- Interactive map of Vino Locale

Restaurant information
- Established: 2018
- Owners: Ozan and Seray Kumbasar
- Food type: Modern Aegean / Italian-inspired fusion
- Rating: (Michelin Guide) 15,5/20 (Gault Millau)
- Location: İzmir, Turkey
- Coordinates: 38°16′51.2″N 26°44′48.1″E﻿ / ﻿38.280889°N 26.746694°E
- Website: urlavinolocale.com

= Vino Locale =

Two-Michelin-starred restaurant in Urla, Turkey

Vino Locale is a restaurant in Urla, Turkey, established in 2018 by chef Ozan Kumbasar and sommelier Seray Kumbasar. It is recognized as the first chef-led restaurant in the Urla region.

In the 2026 Michelin Guide, it was elevated to two Michelin stars and a Michelin Green Star, becoming the first restaurant in İzmir to achieve this rating.
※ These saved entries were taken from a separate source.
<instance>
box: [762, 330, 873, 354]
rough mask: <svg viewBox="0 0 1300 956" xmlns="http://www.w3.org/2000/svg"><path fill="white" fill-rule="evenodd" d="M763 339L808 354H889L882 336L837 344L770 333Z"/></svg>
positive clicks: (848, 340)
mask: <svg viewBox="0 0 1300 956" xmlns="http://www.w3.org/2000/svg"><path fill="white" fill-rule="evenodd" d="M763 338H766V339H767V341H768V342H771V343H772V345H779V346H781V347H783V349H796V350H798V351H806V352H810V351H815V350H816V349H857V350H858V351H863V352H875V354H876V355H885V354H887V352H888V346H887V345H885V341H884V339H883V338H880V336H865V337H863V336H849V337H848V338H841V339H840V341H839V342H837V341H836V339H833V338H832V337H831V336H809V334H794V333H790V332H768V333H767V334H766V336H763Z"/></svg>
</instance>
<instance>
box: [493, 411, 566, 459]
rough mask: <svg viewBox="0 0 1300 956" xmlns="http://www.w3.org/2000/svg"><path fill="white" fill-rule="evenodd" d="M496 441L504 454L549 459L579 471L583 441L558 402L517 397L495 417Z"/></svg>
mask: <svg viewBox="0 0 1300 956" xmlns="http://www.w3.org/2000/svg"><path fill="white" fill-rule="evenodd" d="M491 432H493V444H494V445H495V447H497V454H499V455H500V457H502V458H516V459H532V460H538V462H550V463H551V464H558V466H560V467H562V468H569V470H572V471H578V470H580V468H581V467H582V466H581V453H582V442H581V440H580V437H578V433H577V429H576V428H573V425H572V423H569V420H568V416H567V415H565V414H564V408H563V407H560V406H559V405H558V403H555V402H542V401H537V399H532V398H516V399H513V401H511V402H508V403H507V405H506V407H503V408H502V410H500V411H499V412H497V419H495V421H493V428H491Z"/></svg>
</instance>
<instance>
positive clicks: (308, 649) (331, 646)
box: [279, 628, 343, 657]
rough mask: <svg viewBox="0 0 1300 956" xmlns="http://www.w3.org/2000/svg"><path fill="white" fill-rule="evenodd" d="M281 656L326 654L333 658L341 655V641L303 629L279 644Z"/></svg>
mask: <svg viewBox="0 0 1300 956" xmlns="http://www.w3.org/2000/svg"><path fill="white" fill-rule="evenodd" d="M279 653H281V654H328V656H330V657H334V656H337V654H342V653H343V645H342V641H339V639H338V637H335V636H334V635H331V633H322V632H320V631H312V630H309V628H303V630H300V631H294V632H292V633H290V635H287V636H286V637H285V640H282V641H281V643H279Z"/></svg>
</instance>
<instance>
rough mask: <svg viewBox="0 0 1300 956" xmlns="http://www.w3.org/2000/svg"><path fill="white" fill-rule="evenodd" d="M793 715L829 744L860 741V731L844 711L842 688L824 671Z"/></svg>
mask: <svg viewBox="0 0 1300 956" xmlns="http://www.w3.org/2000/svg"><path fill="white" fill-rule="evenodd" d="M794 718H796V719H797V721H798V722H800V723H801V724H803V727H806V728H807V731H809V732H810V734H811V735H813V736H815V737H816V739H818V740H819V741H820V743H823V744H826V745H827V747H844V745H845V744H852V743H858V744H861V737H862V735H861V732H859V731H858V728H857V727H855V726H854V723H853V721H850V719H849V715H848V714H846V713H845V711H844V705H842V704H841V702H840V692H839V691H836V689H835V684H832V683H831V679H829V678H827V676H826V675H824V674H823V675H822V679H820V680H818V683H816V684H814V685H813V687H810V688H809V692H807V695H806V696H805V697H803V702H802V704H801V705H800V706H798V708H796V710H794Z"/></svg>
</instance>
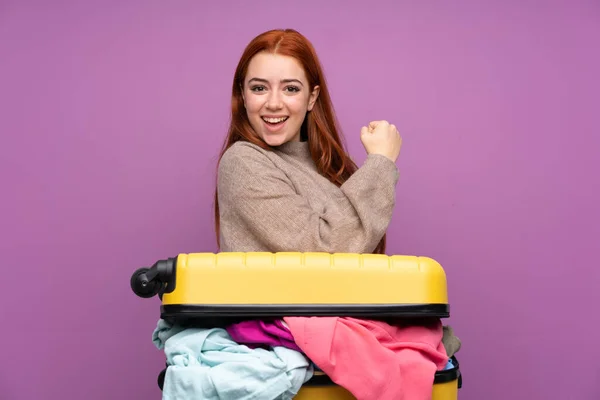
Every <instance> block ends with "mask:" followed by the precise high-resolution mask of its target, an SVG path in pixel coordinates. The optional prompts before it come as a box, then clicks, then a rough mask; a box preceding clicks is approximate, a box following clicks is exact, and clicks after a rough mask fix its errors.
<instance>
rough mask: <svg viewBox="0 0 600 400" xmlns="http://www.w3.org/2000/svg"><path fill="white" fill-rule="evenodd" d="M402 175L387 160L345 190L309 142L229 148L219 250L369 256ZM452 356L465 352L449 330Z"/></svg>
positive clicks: (221, 184) (226, 162)
mask: <svg viewBox="0 0 600 400" xmlns="http://www.w3.org/2000/svg"><path fill="white" fill-rule="evenodd" d="M398 178H399V174H398V170H397V168H396V165H395V164H394V163H393V162H392V161H390V160H389V159H387V158H386V157H384V156H381V155H368V156H367V159H366V160H365V163H364V164H363V166H362V167H360V168H359V169H358V171H356V172H355V173H354V174H353V175H352V176H351V177H350V179H348V180H347V181H346V182H345V183H344V184H343V185H342V186H341V187H337V186H336V185H334V184H333V183H331V182H330V181H329V180H328V179H326V178H324V177H323V176H321V175H319V173H318V172H317V169H316V167H315V165H314V163H313V161H312V159H311V157H310V153H309V150H308V143H307V142H288V143H286V144H284V145H282V146H279V147H278V148H276V149H275V150H274V151H272V152H269V151H266V150H263V149H261V148H260V147H258V146H255V145H253V144H251V143H248V142H238V143H236V144H234V145H233V146H231V148H229V149H228V150H227V151H226V152H225V154H224V155H223V157H222V159H221V162H220V163H219V170H218V183H217V184H218V189H219V211H220V216H221V236H220V241H221V249H220V251H223V252H228V251H248V252H249V251H268V252H278V251H298V252H311V251H324V252H328V253H336V252H337V253H371V252H372V251H373V250H374V249H375V247H377V244H378V243H379V241H380V240H381V238H382V236H383V234H384V233H385V231H386V230H387V227H388V225H389V222H390V220H391V218H392V212H393V209H394V205H395V189H396V183H397V182H398ZM442 343H443V344H444V347H445V348H446V352H447V353H448V356H449V357H451V356H452V355H453V354H454V353H456V352H457V351H458V350H459V349H460V347H461V341H460V339H459V338H457V337H456V336H455V335H454V333H453V331H452V328H450V327H448V326H444V329H443V338H442Z"/></svg>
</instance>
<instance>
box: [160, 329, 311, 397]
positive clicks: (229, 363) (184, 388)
mask: <svg viewBox="0 0 600 400" xmlns="http://www.w3.org/2000/svg"><path fill="white" fill-rule="evenodd" d="M152 340H153V342H154V344H155V345H156V347H158V348H159V349H163V348H164V351H165V355H166V358H167V365H168V366H169V367H168V368H167V372H166V375H165V383H164V387H163V400H189V399H203V400H290V399H292V398H293V397H294V396H295V395H296V394H297V393H298V391H299V390H300V388H301V386H302V384H304V383H305V382H306V381H308V380H309V379H310V378H311V377H312V374H313V367H312V366H311V365H310V363H309V361H308V360H307V359H306V357H305V356H304V355H303V354H302V353H300V352H297V351H295V350H291V349H288V348H286V347H282V346H276V347H272V348H271V350H266V349H262V348H257V349H251V348H249V347H247V346H245V345H240V344H238V343H236V342H234V341H233V340H232V339H231V337H230V336H229V334H228V333H227V331H226V330H225V329H221V328H213V329H199V328H182V327H180V326H174V327H171V326H169V325H168V324H167V323H166V322H165V321H163V320H160V321H159V323H158V325H157V327H156V329H155V331H154V333H153V335H152Z"/></svg>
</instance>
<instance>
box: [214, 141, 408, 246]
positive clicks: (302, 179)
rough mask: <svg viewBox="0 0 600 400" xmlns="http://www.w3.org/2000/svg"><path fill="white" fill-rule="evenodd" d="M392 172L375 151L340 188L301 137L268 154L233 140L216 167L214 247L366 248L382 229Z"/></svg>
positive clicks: (392, 178) (394, 195) (393, 180)
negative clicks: (218, 239) (316, 164)
mask: <svg viewBox="0 0 600 400" xmlns="http://www.w3.org/2000/svg"><path fill="white" fill-rule="evenodd" d="M398 178H399V173H398V169H397V168H396V165H395V164H394V163H393V162H392V161H391V160H389V159H388V158H386V157H384V156H382V155H368V156H367V159H366V160H365V163H364V164H363V166H362V167H360V168H359V169H358V170H357V171H356V172H355V173H354V174H353V175H352V176H351V177H350V178H349V179H348V180H347V181H346V182H345V183H344V184H343V185H342V186H341V187H337V186H336V185H335V184H333V183H331V182H330V181H329V180H328V179H327V178H325V177H323V176H322V175H320V174H319V173H318V172H317V169H316V166H315V165H314V162H313V161H312V159H311V157H310V152H309V149H308V143H307V142H288V143H285V144H283V145H282V146H279V147H277V148H275V150H274V151H267V150H263V149H261V148H260V147H258V146H256V145H253V144H251V143H249V142H237V143H235V144H234V145H233V146H231V147H230V148H229V149H228V150H227V151H226V152H225V154H224V155H223V157H222V158H221V161H220V163H219V168H218V181H217V185H218V196H219V197H218V199H219V211H220V220H221V221H220V224H221V225H220V226H221V234H220V242H221V248H220V251H223V252H230V251H241V252H258V251H268V252H283V251H297V252H321V251H322V252H328V253H335V252H337V253H372V252H373V250H374V249H375V248H376V247H377V244H378V243H379V241H380V240H381V238H382V237H383V235H384V233H385V232H386V230H387V228H388V225H389V223H390V220H391V218H392V212H393V209H394V205H395V188H396V183H397V182H398Z"/></svg>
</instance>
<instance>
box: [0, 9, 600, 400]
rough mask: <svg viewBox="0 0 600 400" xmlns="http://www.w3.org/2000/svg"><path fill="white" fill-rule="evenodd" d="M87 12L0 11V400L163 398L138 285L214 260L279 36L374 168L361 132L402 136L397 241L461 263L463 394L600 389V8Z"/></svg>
mask: <svg viewBox="0 0 600 400" xmlns="http://www.w3.org/2000/svg"><path fill="white" fill-rule="evenodd" d="M84 3H86V2H75V1H72V2H70V4H69V3H68V2H66V1H61V2H52V5H50V3H42V2H39V4H38V5H33V4H32V5H26V4H25V3H24V2H18V1H16V0H15V1H6V0H5V1H3V2H2V3H1V4H0V71H1V73H0V113H1V114H2V117H0V132H1V136H0V156H1V157H0V163H1V164H0V174H1V187H2V192H1V193H2V195H1V197H0V204H1V208H0V209H1V210H2V213H1V223H0V226H1V227H2V233H1V237H0V251H1V254H2V257H3V260H2V263H3V265H4V267H3V268H2V271H4V275H3V279H2V282H3V284H2V286H3V288H2V291H1V292H0V300H1V303H0V304H1V306H0V315H1V318H2V319H1V320H2V323H3V328H2V333H1V334H0V338H1V339H2V342H1V344H2V347H3V350H2V354H3V355H2V365H1V366H0V397H1V398H2V399H6V400H26V399H27V400H30V399H44V400H58V399H88V400H105V399H115V400H118V399H133V398H136V399H137V398H140V399H141V398H144V399H151V398H154V399H158V398H160V392H159V390H158V389H157V387H156V376H157V374H158V372H159V371H160V369H162V367H163V365H164V358H163V356H162V355H161V353H160V352H159V351H158V350H156V349H155V348H154V347H153V345H152V343H151V341H150V335H151V332H152V329H153V328H154V326H155V323H156V319H157V317H158V311H159V310H158V307H159V301H158V299H156V298H155V299H153V300H143V299H139V298H137V297H135V296H134V295H133V293H132V292H131V291H130V289H129V278H130V276H131V273H132V272H133V271H134V270H135V269H136V268H138V267H139V266H143V265H147V264H152V263H153V262H154V261H156V260H157V259H159V258H163V257H168V256H172V255H175V254H177V253H178V252H193V251H215V249H216V246H215V240H214V235H213V231H212V216H211V212H212V211H211V204H212V197H211V196H212V191H213V184H214V169H215V157H216V154H217V150H218V148H219V146H220V144H221V141H222V139H223V136H224V133H225V132H224V131H225V127H226V125H227V117H228V115H227V114H228V106H229V90H230V85H231V78H232V74H233V70H234V67H235V63H236V62H237V60H238V57H239V56H240V54H241V52H242V49H243V47H244V45H245V44H246V43H247V41H249V40H250V39H251V38H252V37H253V36H254V35H255V34H258V33H259V32H261V31H263V30H266V29H270V28H274V27H293V28H296V29H299V30H300V31H301V32H303V33H305V34H306V35H307V36H308V37H309V38H311V39H312V40H313V42H314V44H315V46H316V47H317V50H318V52H319V54H320V56H321V58H322V61H323V64H324V66H325V70H326V73H327V74H328V80H329V83H330V86H331V91H332V96H333V99H334V101H335V105H336V109H337V111H338V113H339V118H340V120H341V122H342V125H343V128H344V129H345V133H346V135H347V138H348V143H349V148H350V151H351V153H352V155H353V156H354V157H355V158H356V160H357V161H358V162H362V160H363V159H364V151H363V149H362V147H361V144H360V140H359V130H360V127H361V126H362V125H363V124H365V123H367V122H368V121H369V120H371V119H379V118H386V119H390V120H392V121H393V122H394V123H396V124H397V125H398V127H399V128H400V129H401V132H402V134H403V137H404V148H403V151H402V154H401V161H399V165H400V168H401V170H402V177H401V180H400V184H399V186H398V196H399V204H398V208H397V212H396V214H395V217H394V220H393V222H392V226H391V228H390V234H389V236H390V246H389V253H395V254H421V255H428V256H431V257H434V258H436V259H437V260H438V261H440V262H441V263H442V264H443V265H444V267H445V268H446V271H447V273H448V277H449V290H450V296H451V304H452V317H451V319H450V323H451V324H452V325H453V326H454V327H455V329H456V331H457V333H458V335H459V336H460V338H461V339H462V340H463V343H464V345H463V349H462V350H461V352H460V353H459V354H458V355H459V359H460V361H461V364H462V370H463V374H464V376H465V378H464V387H463V389H462V390H461V400H469V399H472V400H475V399H487V400H505V399H557V400H564V399H577V400H586V399H598V398H600V384H599V383H598V382H599V377H600V375H599V371H600V369H599V367H598V366H599V365H600V351H599V350H598V346H597V343H596V342H597V339H598V330H599V329H600V322H599V317H598V315H599V313H598V310H597V307H596V308H594V309H593V308H592V305H593V304H596V305H597V304H598V302H599V301H600V294H599V292H600V291H599V290H598V287H600V272H599V271H600V268H598V265H597V260H596V258H595V255H596V254H595V253H593V251H592V250H593V246H594V244H595V245H596V247H597V244H598V242H599V238H600V228H599V227H600V221H599V215H598V206H597V205H598V194H599V193H600V187H599V186H600V178H599V171H600V165H599V162H598V159H597V158H596V157H598V150H599V147H600V140H599V138H598V136H599V134H600V129H599V124H598V119H597V116H593V115H592V112H595V113H597V112H598V108H599V100H598V93H599V92H600V85H599V81H598V71H600V57H599V56H598V52H597V49H598V38H599V34H600V7H599V6H598V3H597V2H591V1H589V2H579V3H578V4H576V2H571V3H570V5H564V6H558V5H551V3H549V2H544V3H543V5H541V4H538V5H536V6H534V5H531V4H527V5H526V4H525V3H524V2H516V1H515V2H512V3H514V4H506V2H496V3H497V4H496V5H483V4H481V2H475V1H472V2H470V3H471V4H469V5H467V2H464V1H463V2H460V5H458V4H457V3H456V2H435V5H434V2H428V3H427V4H425V3H424V2H420V3H419V4H417V2H413V4H411V5H408V4H405V5H400V4H394V5H391V4H392V3H393V2H391V1H390V2H361V3H359V2H356V3H355V4H354V5H350V3H347V2H345V1H344V2H333V1H330V2H323V3H324V4H319V3H318V2H309V1H303V2H297V4H298V5H292V3H290V2H286V5H281V2H269V3H267V2H260V3H259V2H245V1H241V2H238V4H236V5H234V6H232V5H231V4H230V3H228V2H220V3H214V4H215V5H211V6H208V5H202V2H194V1H177V2H166V1H152V2H150V1H144V2H142V1H140V2H137V3H134V2H127V3H126V4H125V2H112V4H110V5H109V2H102V3H105V4H103V5H100V2H98V4H97V5H91V4H84ZM378 3H381V4H382V5H378ZM501 3H503V5H502V4H501ZM44 4H45V5H44ZM216 4H218V5H216ZM293 4H296V2H294V3H293ZM384 4H388V5H384ZM565 4H567V2H565ZM209 7H210V8H209Z"/></svg>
The restaurant is also recognized by the Gault & Millau Turkey guide, where it holds "3 Toques" status.

== Concept and cuisine ==
The restaurant's culinary philosophy, led by Chef Ozan Kumbasar, is a "farm-to-table" fusion that incorporates international techniques—drawn from his professional experience in Italy and several Asian countries, including Thailand.

The menu changes monthly to reflect the extreme seasonality of the Aegean Region, featuring local specialties such as artichokes or regional okra varieties. While the foundation of the dishes is often Italian-inspired, they frequently feature modern twists and spices influenced by the chef's international background. The restaurant is housed in a restored stone building with a traditional courtyard. Seray Kumbasar, serving as the sommelier, curates a wine list that focuses exclusively on local producers from the Urla Wine Route.
== Awards ==
In 2023, Vino Locale became the first restaurant in İzmir to be awarded a Michelin Star and a Michelin Green Star. In the 2026 Michelin Guide, the restaurant was elevated to two Michelin stars, making it the first in İzmir and the second in Turkey to achieve this distinction.

In addition to its Michelin ratings, the restaurant was highly recognized by the Gault & Millau Turkey 2024 guide, receiving "3 Toques" (15.5/20) and the "Best Sommelier" award for Seray Kumbasar.